The results of these two investigations suggest the
possibility of several inherent modes of failure within
cruise control modules that can be initiated by the
occurrence of open and short circuits on the PCB or at the
board connectors. The findings of both reports
appear to match anecdotal field reports that cruise
control fault events appear to be random and intermittent
and are not easily identifiable afterwards and sometimes
occur when the cruise control is not engaged.
From a control system point of view, intermittent
open or short circuits on the control module PCB suggest
the following possibilities:
- open-circuited feedback resistors in a high gain
amplifier that may saturate the amplifier;
- open circuits leading to disconnection of clamping
or biassing circuits resulting in the change of state
of one or more logic gates or amplifying elements;
- leakage currents that charge up the integrating
capacitor of a P & I controller and may
drive it into saturation;
- pull down resistors on logic inputs which
fail to do their job and which make logic inputs
sensitive to stray RF inputs;
- leakage of charge to or from voltage reference
capacitors that may cause errors in the speed
reference voltage(s) of the cruise control module.
If a single intermittent fault occurs on a printed circuit
board, then there is a possibility that this will cause a
false, or rogue control signal that will instruct the
throttle to open. In other words, a single fault in the
PCB in the wrong place may cause sudden acceleration.
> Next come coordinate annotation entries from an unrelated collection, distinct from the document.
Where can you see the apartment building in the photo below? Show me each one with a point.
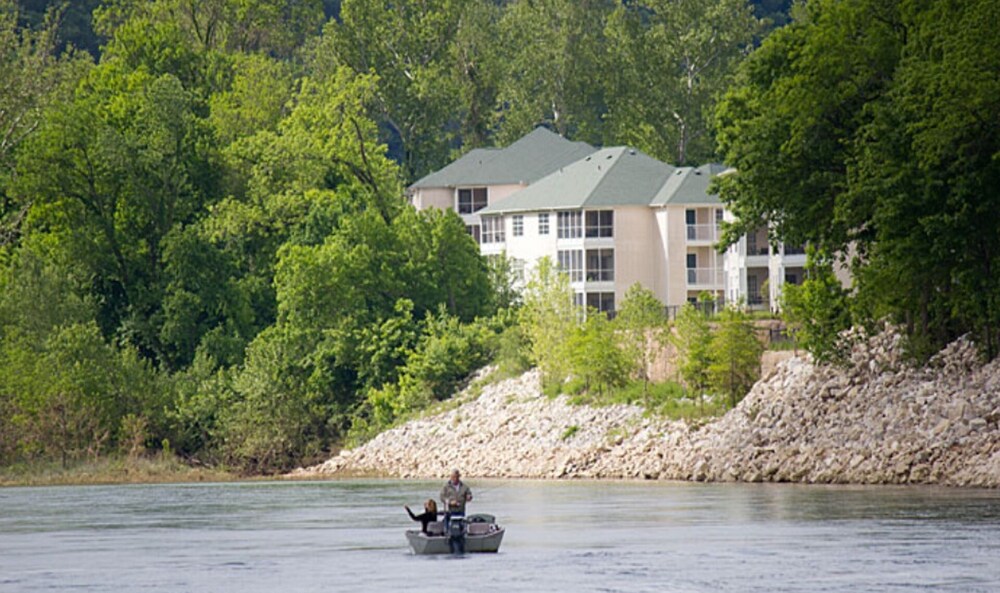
(485, 176)
(612, 219)
(609, 218)
(756, 271)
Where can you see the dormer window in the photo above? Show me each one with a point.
(471, 200)
(600, 223)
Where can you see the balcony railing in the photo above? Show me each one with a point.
(705, 277)
(703, 232)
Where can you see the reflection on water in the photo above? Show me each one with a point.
(562, 536)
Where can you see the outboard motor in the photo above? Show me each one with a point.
(456, 535)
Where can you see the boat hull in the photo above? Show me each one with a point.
(423, 544)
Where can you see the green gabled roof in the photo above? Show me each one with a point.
(689, 185)
(609, 177)
(527, 160)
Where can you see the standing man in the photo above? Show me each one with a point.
(454, 495)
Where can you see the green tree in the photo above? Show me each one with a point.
(409, 47)
(230, 26)
(111, 174)
(693, 338)
(595, 357)
(735, 353)
(554, 53)
(864, 126)
(34, 75)
(644, 331)
(668, 62)
(818, 309)
(549, 318)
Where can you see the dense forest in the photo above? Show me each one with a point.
(205, 246)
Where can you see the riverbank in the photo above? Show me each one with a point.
(111, 470)
(875, 421)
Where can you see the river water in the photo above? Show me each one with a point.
(561, 536)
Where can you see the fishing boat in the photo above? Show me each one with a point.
(473, 534)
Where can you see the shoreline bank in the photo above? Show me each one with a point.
(875, 421)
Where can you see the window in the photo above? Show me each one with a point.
(517, 269)
(569, 225)
(471, 200)
(602, 301)
(753, 291)
(600, 223)
(692, 268)
(600, 265)
(493, 229)
(475, 231)
(571, 262)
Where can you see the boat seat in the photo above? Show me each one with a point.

There is therefore no need to postulate, as the NHTSA do,
a requirement for concurrent multiple intermittent faults
before a sudden acceleration incident could occur. A
single fault at a critical point within the cruise control
module might well be sufficient. Arguments
that suggest that two or more simultaneous faults
are "virtually impossible" lose most of their force when
it is realised that a single internal fault in a critical
place may be all that is necessary.
The picture is now becoming clearer. (1) Some of the
electronic circuits used in automobile cruise control
are high impedance, sensitive circuits that can
potentially suffer from leakage because of the
harsh environment in which they work. (2) the electronic
circuits are vulnerable not only to leakage but to
intermittent faults (open and short circuits) developing
as a result of either the ingress of moisture and
pollution or vibration, separately or in combination (3)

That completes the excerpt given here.